Approach to Refractory Hypoglycemia
- Decreased Gluconeogenesis
- Hormone deficiency: Cortisol, Glucagon, Epinephrine
- Critical illness: Hepatic, renal, or cardiac failure
- Increased Consumption
- Critical illness: Sepsis!
- Endogenous: Insulinoma, insulin secretagogue (such as sulfonylurea), insulin autoimmune hypoglycemia
- Exogenous: Accidental, surreptitious hypoglycemia
Sulfonylurea (SFU) Poisoning
- Mechanism of Action of SFU: Inhibits ATP-sensitive potassium channels in pancreatic beta cell membranes, leading to elevated intracellular potassium levels. This leads to depolarization and subsequent calcium influx, which activates the secretory system that releases insulin!
- Pharmacokinetics: In overdose, onset of action remains unchanged, but duration of action increases! Peak plasma concentrations are achieved within 8 hours of acute ingestion, but delayed in overdose.
- Metabolism: Metabolized by liver mostly, but some agents have active metabolites that are renal excreted
- Octreotide: Works via a G-protein mediated decrease in calcium influx through voltage0gated channels in pancreatic beta islet cells, leading to diminished calcium-mediated insulin release. : May be given as an IV bolus over several minutes or by continuous IV infusion (for 24 hours)

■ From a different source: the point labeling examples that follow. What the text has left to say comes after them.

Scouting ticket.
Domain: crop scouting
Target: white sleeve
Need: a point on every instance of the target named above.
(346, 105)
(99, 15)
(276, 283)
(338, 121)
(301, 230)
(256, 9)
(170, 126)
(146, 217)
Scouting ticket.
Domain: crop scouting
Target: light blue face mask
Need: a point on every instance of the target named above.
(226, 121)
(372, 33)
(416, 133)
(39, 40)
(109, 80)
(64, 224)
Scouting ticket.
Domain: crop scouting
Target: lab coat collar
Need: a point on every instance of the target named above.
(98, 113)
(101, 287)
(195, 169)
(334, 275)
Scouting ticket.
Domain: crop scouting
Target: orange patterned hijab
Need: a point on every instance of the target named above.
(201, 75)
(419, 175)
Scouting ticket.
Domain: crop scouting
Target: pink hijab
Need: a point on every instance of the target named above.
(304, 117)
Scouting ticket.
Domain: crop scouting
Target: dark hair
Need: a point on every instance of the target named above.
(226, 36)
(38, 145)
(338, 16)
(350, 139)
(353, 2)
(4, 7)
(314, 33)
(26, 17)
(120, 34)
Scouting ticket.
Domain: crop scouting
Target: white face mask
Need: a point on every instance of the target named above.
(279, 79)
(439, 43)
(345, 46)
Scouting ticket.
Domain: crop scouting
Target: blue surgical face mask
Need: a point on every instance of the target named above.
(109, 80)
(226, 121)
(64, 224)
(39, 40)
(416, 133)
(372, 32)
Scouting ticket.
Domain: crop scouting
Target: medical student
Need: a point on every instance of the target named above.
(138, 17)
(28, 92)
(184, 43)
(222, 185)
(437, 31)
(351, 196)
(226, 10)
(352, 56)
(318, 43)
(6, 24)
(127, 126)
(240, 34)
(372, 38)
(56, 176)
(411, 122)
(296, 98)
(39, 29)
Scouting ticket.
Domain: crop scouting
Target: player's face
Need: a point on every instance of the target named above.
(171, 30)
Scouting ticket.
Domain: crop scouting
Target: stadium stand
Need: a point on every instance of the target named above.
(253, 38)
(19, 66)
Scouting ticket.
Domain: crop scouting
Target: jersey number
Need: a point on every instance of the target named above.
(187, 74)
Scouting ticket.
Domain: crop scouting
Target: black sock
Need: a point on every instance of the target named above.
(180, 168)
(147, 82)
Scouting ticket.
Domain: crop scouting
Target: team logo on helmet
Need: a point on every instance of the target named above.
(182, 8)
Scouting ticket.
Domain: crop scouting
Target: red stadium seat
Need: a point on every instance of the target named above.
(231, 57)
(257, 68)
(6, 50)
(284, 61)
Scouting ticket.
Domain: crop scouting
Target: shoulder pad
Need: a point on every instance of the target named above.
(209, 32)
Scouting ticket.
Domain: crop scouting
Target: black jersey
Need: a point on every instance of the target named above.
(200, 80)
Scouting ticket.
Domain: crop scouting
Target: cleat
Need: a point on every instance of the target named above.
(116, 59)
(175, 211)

- Glucagon: Raises serum glucose levels slightly and may be used as a temporary measure while access is being obtained.
- Dextrose Containing Solutions: D10W, D25W, D50W
Pearl on Ketosis and Hypoglycemia: Thanks to Kresh, for the pearl on ketosis and hypoglycemia. Ketosis is a natural process by which fatty acids are oxidized and exported to peripheral tissues for use as an energy source. Normally, presence of ketones implies that lipid metabolism has been appropriately activated and that the pathway of lipid degradation is in-tact. The absence of ketosis in a patient with hypoglycemia is abnormal and suggests a diagnosis of hyperinsulinism or an inborn error of fat energy metabolism.